In the New York Times Magazine this past week, Peter Singer writes about health care rationing and determining the value of health care. Why We Must Ration Health Care. Towards the end, Singer writes,
“Will Americans allow their government, either directly or through an independent agency like NICE, to decide which treatments are sufficiently cost-effective to be provided at public expense and which are not? They might, under two conditions: first, that the option of private health insurance remains available, and second, that they are able to see, in their own pocket, the full cost of not rationing health care.”
Under a state-run single payer national health program, as in the UK and Canada, the state is tasked with making this cost-value calculation. A national health service may not pay for a procedure where the life value is thought to be less than its cost.

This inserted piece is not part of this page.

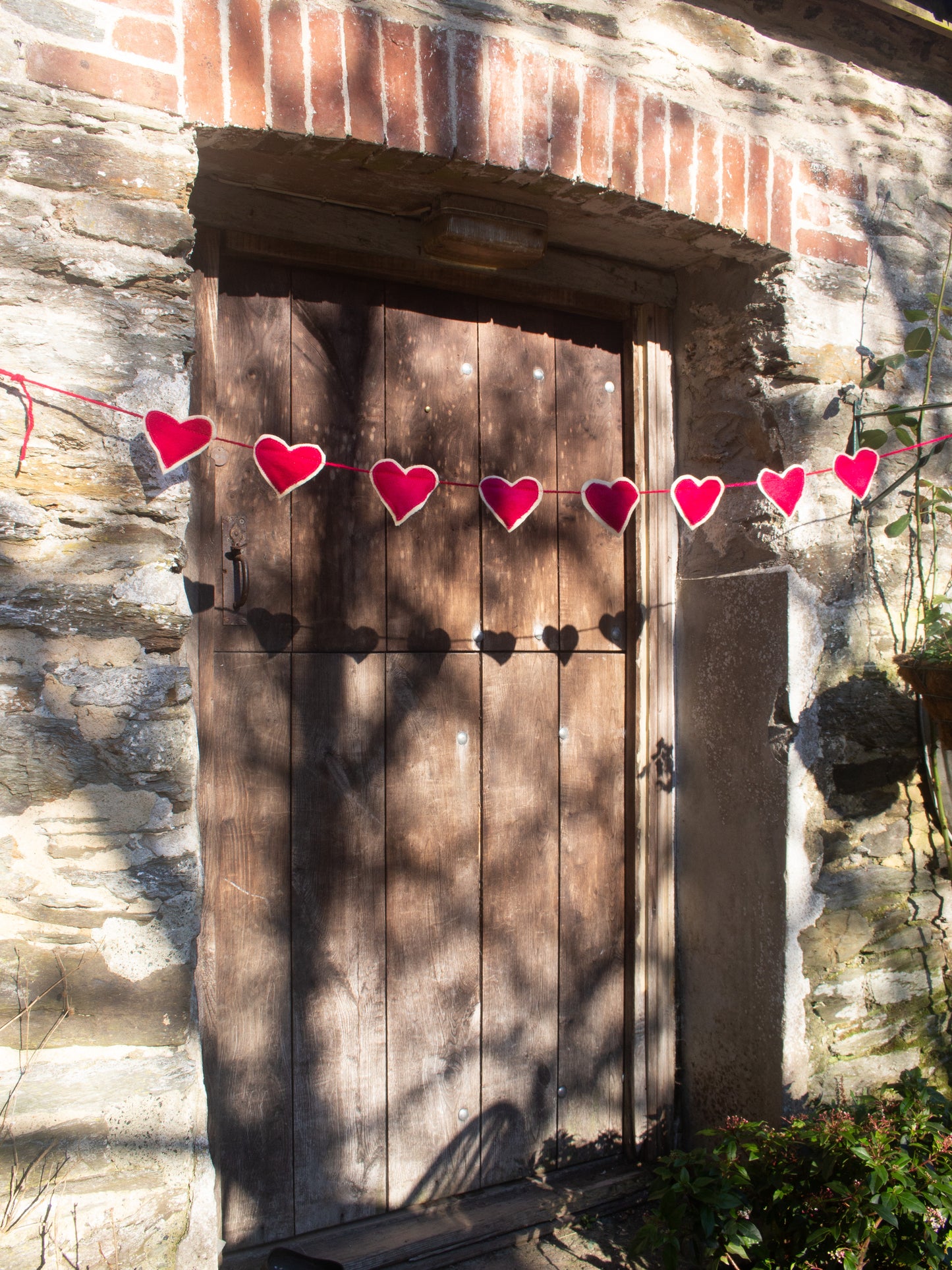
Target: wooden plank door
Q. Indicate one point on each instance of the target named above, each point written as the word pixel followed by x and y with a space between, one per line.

But in the American system of private health insurance, don’t insurers already place a value on life? And they are asking that question as “is this good for shareholders,” rather than “does the public interest in general welfare support the cost?” Aside from the small minority of Americans who can afford to pay for their health care at retail cost, most Americans rely on the judgment of their health insurance carrier to determine whether a procedure is cost-effective or not.
In theory, a free market allows customers to pick and choose between insurance plans and coverage. But in the absence of stricter regulation, the public is fairly limited in which plans they can choose. In addition, individuals typically rely on employer-provided health insurance, which makes switching carriers to a more responsive carrier or comprehensive plan difficult.
A state-run single payer plan is accountable to the people. While it might be a bureaucratic mess, how could dealing with that bureaucracy be any worse than dealing with a private sector health insurance company? With a public plan, these cost-benefit decisions are ultimately under the control of Congress, and each elected representative or Senator is accountable to his or her constituents.
Private health insurances companies are primarily held accountable by their shareholders, for whom the primary reason for owning stock is profit (especially for the large institutional investors who hold enough stock to have an impact on electing the board.) State regulators do not have the same direct chain of oversight that Congress would have over a national public health insurance plan. So wouldn’t a Federal health plan be more accountable to the people it covers than the private health insurance industry?
(In general, health insurance companies are serving their stockholders by insuring only the healthiest people to subsidize as little use of the health system as possible. Perhaps public health is a public good, and a goal of its own right that is never going to be an efficient market when incentivized by profit.